O dilema do espelho

A senadora alagoana Heloísa Helena, uma das lideranças petistas ameaçadas de expulsão do partido por se posicionar contrariamente ao modelo de reforma da Previdência encaminhado pelo governo à Câmara dos Deputados, está recorrendo a um argumento incontestável para defender sua permanência na legenda. Entre outras coisas, Heloísa tem afirmado que, se as mudanças propostas pelo Palácio do Planalto fossem a “panacéia” para resolver os problemas do País, os petistas teriam que pedir desculpas à sociedade brasileira porque não as aprovaram no governo do ex-presidente Fernando Henrique Cardoso.

O argumento é inatacável porque toca na mais delicada nódoa política que marca este início de mandato do presidente Luiz Inácio Lula da Silva: a incapacidade da equipe ministerial de oferecer um projeto de administração pública substancialmente diverso do governo FHC. Naturalmente, as contradições entre o discurso e a prática política dos atuais ocupantes do Palácio do Planalto são a face mais visível do problema. Essa mácula, no entanto, está longe de ser a única cometida pelo governo.

Mais importante que isso são as sérias limitações que o ministério de Lula tem enfrentado para compatibilizar o desafio da governabilidade com as mudanças profundas prometidas pelo presidente da República na campanha eleitoral. Investidos do poder pelas urnas, os antigos socialistas do PT que agora assumem as tarefas cotidianas da função pública estão percebendo a gravidade desse dilema fundamental da política. E, o que é pior, revelando-se incapazes de oferecer uma solução satisfatória para o problema.

Um bom exemplo de como esse problema tem se manifestado na prática é exatamente a discussão sobre o nó da Previdência. O ministro Ricardo Berzoini informou, na semana passada, que uma das principais dificuldades do INSS é a recuperação de dívidas. E disse que, embora o valor de R$ 157,4 milhões recuperado até agora seja 104% superior ao obtido em igual período de 2002, o número é alto apenas porque a base de comparação é muito pequena, já que há sérios entraves técnico-jurídicos que dificultam o processo.

O problema se revela ainda mais grave quando consideramos a insistência do governo Lula de estabelecer a cobrança dos inativos no seu projeto de reforma da Previdência. Há uma evidente contradição entre essa proposta e a dificuldade de a União recuperar créditos da Previdência. Porque o eixo da crise do sistema previdenciário não é só o aumento do número de beneficiários, mas a dificuldade do Executivo de ampliar a receita para tornar o sistema viável.
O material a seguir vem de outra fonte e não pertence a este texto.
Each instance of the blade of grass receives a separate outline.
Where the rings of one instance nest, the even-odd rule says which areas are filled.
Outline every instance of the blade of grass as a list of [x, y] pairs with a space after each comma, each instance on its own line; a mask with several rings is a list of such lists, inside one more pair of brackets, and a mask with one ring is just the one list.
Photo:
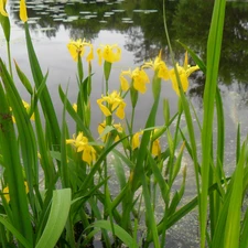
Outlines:
[[215, 1], [212, 17], [211, 30], [207, 41], [207, 69], [204, 90], [204, 117], [202, 132], [202, 192], [201, 192], [201, 247], [205, 247], [206, 220], [207, 220], [207, 192], [209, 179], [209, 163], [212, 151], [212, 132], [214, 118], [214, 103], [216, 85], [218, 79], [218, 65], [222, 51], [223, 29], [225, 19], [226, 1]]
[[8, 175], [8, 186], [14, 222], [12, 224], [32, 244], [33, 230], [28, 207], [18, 140], [12, 123], [12, 115], [1, 84], [0, 99], [0, 145]]
[[35, 248], [54, 248], [65, 227], [71, 207], [71, 188], [53, 192], [50, 216]]
[[[108, 220], [97, 220], [94, 224], [91, 224], [91, 227], [98, 227], [104, 228], [109, 231], [111, 231], [111, 224]], [[114, 224], [115, 234], [118, 238], [120, 238], [123, 244], [126, 244], [130, 248], [138, 248], [137, 241], [134, 238], [132, 238], [125, 229], [122, 229], [120, 226]]]

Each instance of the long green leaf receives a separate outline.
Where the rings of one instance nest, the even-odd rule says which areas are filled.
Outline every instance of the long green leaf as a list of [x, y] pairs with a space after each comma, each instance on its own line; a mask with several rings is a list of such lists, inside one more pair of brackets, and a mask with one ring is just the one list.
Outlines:
[[71, 188], [56, 190], [53, 192], [50, 216], [35, 248], [54, 248], [68, 217], [71, 197]]
[[212, 24], [207, 42], [207, 69], [206, 84], [204, 90], [204, 118], [202, 133], [202, 193], [200, 204], [200, 229], [201, 247], [205, 247], [206, 218], [207, 218], [207, 192], [209, 179], [211, 150], [212, 150], [212, 131], [214, 118], [214, 103], [216, 84], [218, 78], [218, 65], [222, 51], [222, 39], [225, 18], [225, 0], [215, 1]]
[[32, 244], [26, 240], [22, 234], [11, 224], [9, 223], [3, 216], [0, 215], [0, 223], [4, 225], [4, 227], [25, 247], [32, 248]]
[[[1, 77], [8, 84], [8, 75], [4, 64], [0, 60]], [[24, 187], [22, 165], [20, 161], [18, 140], [12, 123], [12, 115], [9, 109], [7, 96], [0, 84], [0, 147], [8, 175], [8, 186], [10, 192], [10, 203], [13, 212], [15, 228], [32, 244], [33, 231]], [[17, 104], [18, 107], [18, 104]], [[20, 106], [19, 106], [20, 107]], [[23, 107], [23, 106], [22, 106]], [[26, 116], [28, 118], [28, 116]]]
[[[107, 229], [109, 231], [112, 230], [112, 225], [108, 220], [97, 220], [95, 222], [91, 227], [98, 227], [103, 229]], [[114, 224], [115, 228], [115, 235], [123, 241], [125, 245], [127, 245], [130, 248], [138, 248], [137, 241], [134, 238], [132, 238], [125, 229], [122, 229], [120, 226]]]

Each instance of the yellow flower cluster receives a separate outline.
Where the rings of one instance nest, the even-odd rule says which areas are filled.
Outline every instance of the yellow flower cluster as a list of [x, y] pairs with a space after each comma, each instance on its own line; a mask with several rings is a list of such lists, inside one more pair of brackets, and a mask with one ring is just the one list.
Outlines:
[[[145, 68], [152, 68], [159, 78], [164, 80], [171, 79], [172, 87], [177, 95], [180, 95], [179, 83], [176, 79], [175, 69], [169, 69], [166, 64], [161, 60], [161, 52], [159, 56], [155, 57], [154, 61], [145, 62], [141, 67], [137, 67], [131, 71], [122, 71], [120, 73], [120, 86], [122, 90], [128, 90], [130, 88], [130, 84], [128, 83], [126, 76], [129, 76], [132, 79], [133, 88], [140, 93], [145, 93], [147, 87], [145, 84], [150, 83], [149, 77], [145, 73]], [[198, 66], [190, 66], [187, 64], [187, 53], [185, 54], [184, 66], [180, 66], [176, 64], [176, 69], [179, 72], [180, 80], [183, 87], [183, 91], [185, 93], [188, 88], [187, 77], [195, 71], [198, 69]]]
[[[122, 133], [123, 128], [122, 128], [122, 126], [121, 126], [120, 123], [114, 123], [114, 122], [112, 122], [111, 126], [117, 130], [117, 132], [118, 132], [119, 134]], [[106, 128], [106, 120], [105, 120], [104, 122], [101, 122], [101, 123], [98, 125], [97, 130], [98, 130], [99, 136], [101, 136], [101, 133], [104, 132], [105, 128]], [[117, 141], [120, 139], [120, 138], [119, 138], [119, 134], [116, 137], [115, 142], [117, 142]], [[106, 139], [107, 139], [106, 136], [103, 136], [103, 137], [101, 137], [101, 140], [103, 140], [103, 141], [105, 141]]]
[[73, 139], [67, 139], [66, 143], [73, 144], [77, 152], [83, 152], [82, 160], [89, 165], [93, 161], [96, 161], [96, 150], [88, 143], [88, 139], [83, 132], [79, 132], [77, 137], [73, 134]]
[[71, 40], [69, 43], [67, 44], [67, 48], [75, 62], [77, 62], [78, 57], [84, 56], [85, 54], [85, 47], [89, 47], [89, 53], [88, 56], [86, 57], [86, 61], [89, 62], [94, 58], [94, 53], [93, 53], [93, 45], [90, 42], [86, 42], [85, 39], [82, 41], [82, 39], [78, 39], [76, 41]]
[[[94, 60], [94, 51], [93, 51], [93, 44], [90, 42], [86, 42], [85, 39], [78, 39], [78, 40], [71, 40], [67, 44], [67, 48], [75, 62], [77, 62], [78, 57], [84, 56], [85, 54], [85, 47], [89, 47], [88, 56], [86, 57], [87, 62], [90, 62]], [[98, 54], [98, 63], [101, 65], [103, 58], [106, 62], [115, 63], [120, 61], [121, 57], [121, 48], [115, 44], [115, 45], [100, 45], [100, 47], [97, 50]]]
[[8, 13], [6, 12], [6, 3], [7, 0], [0, 0], [0, 14], [3, 17], [8, 17]]
[[101, 65], [103, 58], [109, 63], [115, 63], [120, 61], [121, 50], [117, 44], [114, 45], [100, 45], [101, 48], [97, 50], [98, 63]]
[[120, 74], [120, 86], [122, 90], [129, 89], [129, 83], [125, 76], [129, 76], [133, 82], [133, 88], [140, 93], [145, 93], [147, 86], [145, 84], [150, 83], [150, 79], [144, 72], [143, 68], [137, 67], [136, 69], [131, 71], [122, 71]]

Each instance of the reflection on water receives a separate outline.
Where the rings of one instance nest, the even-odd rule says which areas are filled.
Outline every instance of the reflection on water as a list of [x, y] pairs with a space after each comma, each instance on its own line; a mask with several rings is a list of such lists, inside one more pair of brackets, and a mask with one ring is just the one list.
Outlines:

Decididamente, criticar é muito mais fácil que fazer. O instrumento da crítica só faz sentido quando é acompanhado de um projeto de governo que se sustente em um sólido arcabouço de propostas exequíveis. Lula teve o cuidado de escolher colaboradores com perfis técnicos que, ao menos em tese, podem dar conta dessa tarefa. O problema é a base teórica do projeto de governo do presidente da República. Falta ao governo do PT apontar caminhos concretos, e viáveis, para solucionar os problemas do País. Este é um dilema que, de fato, o governo ainda não resolveu.